Ameliyat masasında bozkurt işareti yapan doktor grubuyla devam eden ve
üniversitelerdeki diploma törenlerinde bozkurt işareti yapan çocuklarla iyice ayyuka çıktı.
Cenk Tosun'un sanki cenge çıkıyormuş gibi yaptığı açıklamalar inanılır gibi değil.
"Türk olmak zordur. Çünkü sadece bir ülkeye karşı değil bütün dünyaya karşı SAVAŞMAK zorundasın." demeci akıllara durgunluk verecek düzeyde ….Kimse de çıkıp demiyor ki; "Çocuğum sen futbolcusun, asker değilsin. Ne bu ırkçılık, faşistlik ve Türk'ü üstün görme ve gösterme havası.
Kimse bizi sevmiyor, algısı ve dostumuz yok, herkes bize düşman edebiyatı yapma acizliği.
Kim öğretiyor bunları size, kim size yeşil sahalarda bu sloganvari demeçleri vermeniz gerektiğini söylüyor?
Şunu unutmayın; ne bir Türk dünyaya bedel ve ne de bütün dünya Türk’e düşman. Bu sözlerin devri kapandı ; dünya teknolojik devrimini gerçekleştirdi, insanlık ise adalet ve insanca yaşam etrafında birleşti.
Türk milliyetçiliği,Türklük, Türkçülük, milliyetçilik, faşistlik, ırkçılık miadını doldurdu bu sözlerin bu ülkeye bu ülkenin halklarına, uluslararası arenada da hiçbir şey kazandırmaz, aksine ötekileştirir. Sonunda da modern dünyadan soyutlar.
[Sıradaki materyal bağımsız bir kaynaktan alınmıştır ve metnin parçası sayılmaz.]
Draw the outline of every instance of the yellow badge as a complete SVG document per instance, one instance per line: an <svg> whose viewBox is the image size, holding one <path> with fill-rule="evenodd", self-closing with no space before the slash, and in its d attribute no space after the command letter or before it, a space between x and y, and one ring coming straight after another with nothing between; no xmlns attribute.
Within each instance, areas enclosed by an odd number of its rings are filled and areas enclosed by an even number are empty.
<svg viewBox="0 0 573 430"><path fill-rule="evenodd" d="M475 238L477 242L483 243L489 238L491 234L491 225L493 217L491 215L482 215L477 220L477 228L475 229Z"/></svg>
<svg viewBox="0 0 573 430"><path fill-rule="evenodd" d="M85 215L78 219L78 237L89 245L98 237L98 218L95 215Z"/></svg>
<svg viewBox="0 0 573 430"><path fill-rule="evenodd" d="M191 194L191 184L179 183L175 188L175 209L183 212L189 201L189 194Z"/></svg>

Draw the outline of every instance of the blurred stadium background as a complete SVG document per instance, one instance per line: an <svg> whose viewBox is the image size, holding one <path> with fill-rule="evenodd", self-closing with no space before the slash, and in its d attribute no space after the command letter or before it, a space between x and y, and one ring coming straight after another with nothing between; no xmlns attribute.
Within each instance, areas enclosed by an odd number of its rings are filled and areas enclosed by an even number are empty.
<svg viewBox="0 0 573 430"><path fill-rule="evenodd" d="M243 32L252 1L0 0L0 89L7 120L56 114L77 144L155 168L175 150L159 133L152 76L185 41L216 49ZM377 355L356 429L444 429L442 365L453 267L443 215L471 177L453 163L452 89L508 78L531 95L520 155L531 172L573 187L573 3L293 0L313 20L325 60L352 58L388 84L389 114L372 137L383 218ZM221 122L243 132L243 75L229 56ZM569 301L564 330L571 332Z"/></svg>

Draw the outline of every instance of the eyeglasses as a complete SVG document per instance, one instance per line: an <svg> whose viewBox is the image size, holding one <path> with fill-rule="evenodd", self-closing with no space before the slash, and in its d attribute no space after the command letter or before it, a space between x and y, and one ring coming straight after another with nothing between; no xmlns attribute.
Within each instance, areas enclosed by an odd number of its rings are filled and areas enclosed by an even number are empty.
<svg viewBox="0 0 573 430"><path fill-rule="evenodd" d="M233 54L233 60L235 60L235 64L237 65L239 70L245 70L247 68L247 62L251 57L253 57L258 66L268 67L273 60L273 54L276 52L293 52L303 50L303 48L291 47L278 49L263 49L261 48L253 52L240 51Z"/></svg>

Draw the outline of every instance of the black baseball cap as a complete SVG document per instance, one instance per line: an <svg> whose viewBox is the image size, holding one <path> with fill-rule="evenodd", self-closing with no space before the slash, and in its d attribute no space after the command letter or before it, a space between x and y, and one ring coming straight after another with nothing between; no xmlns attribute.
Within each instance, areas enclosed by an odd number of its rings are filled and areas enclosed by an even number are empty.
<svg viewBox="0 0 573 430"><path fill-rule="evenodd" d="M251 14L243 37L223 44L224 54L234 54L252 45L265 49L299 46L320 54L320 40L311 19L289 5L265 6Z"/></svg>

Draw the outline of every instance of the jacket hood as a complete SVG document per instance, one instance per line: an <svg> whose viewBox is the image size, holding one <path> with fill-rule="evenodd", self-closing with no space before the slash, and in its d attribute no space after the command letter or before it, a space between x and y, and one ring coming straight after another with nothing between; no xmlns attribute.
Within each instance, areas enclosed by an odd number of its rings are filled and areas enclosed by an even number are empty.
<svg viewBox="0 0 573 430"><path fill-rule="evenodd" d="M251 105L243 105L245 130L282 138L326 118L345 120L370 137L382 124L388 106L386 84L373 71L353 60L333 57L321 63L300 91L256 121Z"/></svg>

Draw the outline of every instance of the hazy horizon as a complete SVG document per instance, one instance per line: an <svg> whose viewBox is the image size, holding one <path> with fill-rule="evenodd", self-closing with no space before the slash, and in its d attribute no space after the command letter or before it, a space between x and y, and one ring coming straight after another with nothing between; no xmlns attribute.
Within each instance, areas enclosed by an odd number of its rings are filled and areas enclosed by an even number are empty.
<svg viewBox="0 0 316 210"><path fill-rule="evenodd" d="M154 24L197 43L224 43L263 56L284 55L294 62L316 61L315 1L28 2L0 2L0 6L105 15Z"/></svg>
Futbolu esas amacından saptırarak eğlence olmaktan çıkarıp, birtakım sembollerle sahada boy göstermeye kalkarsan, yavru kurt olarak anca kendi çöplüğünde öter, boşa gaza gelir en fazla küçük çapta alkışlanırsınız.
Avrupa sahnesinde ise iki maç ceza alır, maçı televizyondan patlamış mısır yiyerek izlersin.
Bütün bu saçmalıklara itiraz edenleri ise; "YARINA bırakır ama kimsenin YANINA bırakmayız" tehditleri ile korkutmaktan vazgeçerseniz ancak öyle kazanırsınız.
Bozkurt’lar ve milliyetçi muhafazakarlar için kısa bir not;
-Adalet endeksinde 113 ülke arasında 101’inci sıradayız.
-Yolsuzluk endeksinde dünya sıralamasında 118’inciyiz.
-Yüksek enflasyonda Türkiye tüm ülkeler arasında beşinci sırada.
-Açız, yoksuluz, mutsuzuz, umutsuz ve karamsarız, sebebi ise; milliyetçi muhafazakarlar ve bozkurt işaretiyle gurur duyanlardır.
Ülkenin içinde bulunduğu ekonomik dar boğazı, asgari ücretle geçinmek zorunda bırakılan milyonları, emeklileri, milyonlarca insanı ekmek kuyruğunda saatlerce bekleten zihniyeti eleştirmek yerine; bozkurt işaretiyle milliyetçilik taslamak bu ülkeye hizmet değil hele milliyetçilik hiç değildir.